General elections were held in Guatemala on 6 March 1966. After no candidate received 50% or more of the national vote, Julio César Méndez Montenegro was elected President by Congress on 5 May. In the Congressional elections, the Revolutionary Party won 28 of the 54 seats. Voter turnout was 56.27% in the presidential election and 55.01% in the Congressional elections.

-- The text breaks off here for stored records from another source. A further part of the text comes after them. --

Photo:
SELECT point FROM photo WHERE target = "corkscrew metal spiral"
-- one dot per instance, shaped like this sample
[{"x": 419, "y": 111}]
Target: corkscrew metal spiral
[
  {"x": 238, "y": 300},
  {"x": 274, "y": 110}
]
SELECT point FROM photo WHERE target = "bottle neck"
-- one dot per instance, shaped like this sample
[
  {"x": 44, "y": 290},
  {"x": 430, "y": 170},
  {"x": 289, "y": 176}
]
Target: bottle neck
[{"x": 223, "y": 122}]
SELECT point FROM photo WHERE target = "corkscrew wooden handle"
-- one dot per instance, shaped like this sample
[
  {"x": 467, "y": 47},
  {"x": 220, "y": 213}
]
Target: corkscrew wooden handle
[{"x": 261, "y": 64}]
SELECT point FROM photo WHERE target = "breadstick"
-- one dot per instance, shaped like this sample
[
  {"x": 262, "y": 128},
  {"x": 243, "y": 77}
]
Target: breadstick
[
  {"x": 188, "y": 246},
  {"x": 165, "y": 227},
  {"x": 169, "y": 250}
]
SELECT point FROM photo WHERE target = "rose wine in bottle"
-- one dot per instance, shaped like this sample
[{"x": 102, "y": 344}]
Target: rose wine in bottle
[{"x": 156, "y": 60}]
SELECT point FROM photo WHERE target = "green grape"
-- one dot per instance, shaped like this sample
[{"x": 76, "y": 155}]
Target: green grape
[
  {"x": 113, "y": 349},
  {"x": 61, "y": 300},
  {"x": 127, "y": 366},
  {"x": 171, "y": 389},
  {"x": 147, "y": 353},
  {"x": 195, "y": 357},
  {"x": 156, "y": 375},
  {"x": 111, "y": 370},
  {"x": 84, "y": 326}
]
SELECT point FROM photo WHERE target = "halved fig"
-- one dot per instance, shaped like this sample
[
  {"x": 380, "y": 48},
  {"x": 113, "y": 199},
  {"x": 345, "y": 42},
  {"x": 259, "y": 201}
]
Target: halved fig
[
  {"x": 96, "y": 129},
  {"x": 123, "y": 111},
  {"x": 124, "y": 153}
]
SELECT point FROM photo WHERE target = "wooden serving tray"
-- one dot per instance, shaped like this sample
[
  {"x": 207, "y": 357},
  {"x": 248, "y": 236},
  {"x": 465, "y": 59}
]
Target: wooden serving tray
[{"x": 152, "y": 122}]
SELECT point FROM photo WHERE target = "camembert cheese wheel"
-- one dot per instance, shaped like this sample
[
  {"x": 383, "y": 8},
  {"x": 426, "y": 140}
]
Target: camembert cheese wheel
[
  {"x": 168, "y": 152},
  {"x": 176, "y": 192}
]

Despite historical odds he faced, left-of-centre Méndez, a former law professor who held the rank of civilian, would be successfully be elected and sworn in as President of Guatemala, which had at this point been long led by military government since its independence in 1847.

==Results==
===President===

| Candidate |  | Party | Popular vote |  | Congress vote |  |
| Votes | % | Votes | % |
|  | Julio César Méndez Montenegro | Revolutionary Party | 209,204 | 44.78 | 35 | 64.81 |
|  | Juan de Dios Aguilar de León | Institutional Democratic Party | 148,025 | 31.68 | 19 | 35.19 |
|  | Miguel Angel Ponciano | National Liberation Movement | 109,981 | 23.54 |  |  |
| Total |  |  | 467,210 | 100.00 | 54 | 100.00 |
| Valid votes |  |  | 467,210 | 87.94 | 54 | 100.00 |
| Invalid/blank votes |  |  | 64,060 | 12.06 | 0 | 0.00 |
| Total votes |  |  | 531,270 | 100.00 | 54 | 100.00 |
| Registered voters/turnout |  |  | 944,170 | 56.27 | 55 | 98.18 |
Source: Nohlen, Dombrowski

===Congress===

| Party |  | Votes | % | Seats | +/– |
|  | Revolutionary Party | 192,366 | 44.07 | 29 | +23 |
|  | Institutional Democratic Party | 138,873 | 31.81 | 21 | New |
|  | National Liberation Movement | 105,306 | 24.12 | 5 | +5 |
| Total |  | 436,545 | 100.00 | 55 | –11 |
| Valid votes |  | 436,545 | 84.05 |  |  |
| Invalid/blank votes |  | 82,848 | 15.95 |  |  |
| Total votes |  | 519,393 | 100.00 |  |  |
| Registered voters/turnout |  | 944,170 | 55.01 |  |  |
Source: Nohlen

==Bibliography==
- Guía del organismo legislativo República de Guatemala. Preparada por el Instituto Nacional de Administración para el Desarrollo, Dobierno de la República. 1968.
- Villagrán Kramer, Francisco. Biografía política de Guatemala: años de guerra y años de paz. FLACSO-Guatemala, 2004.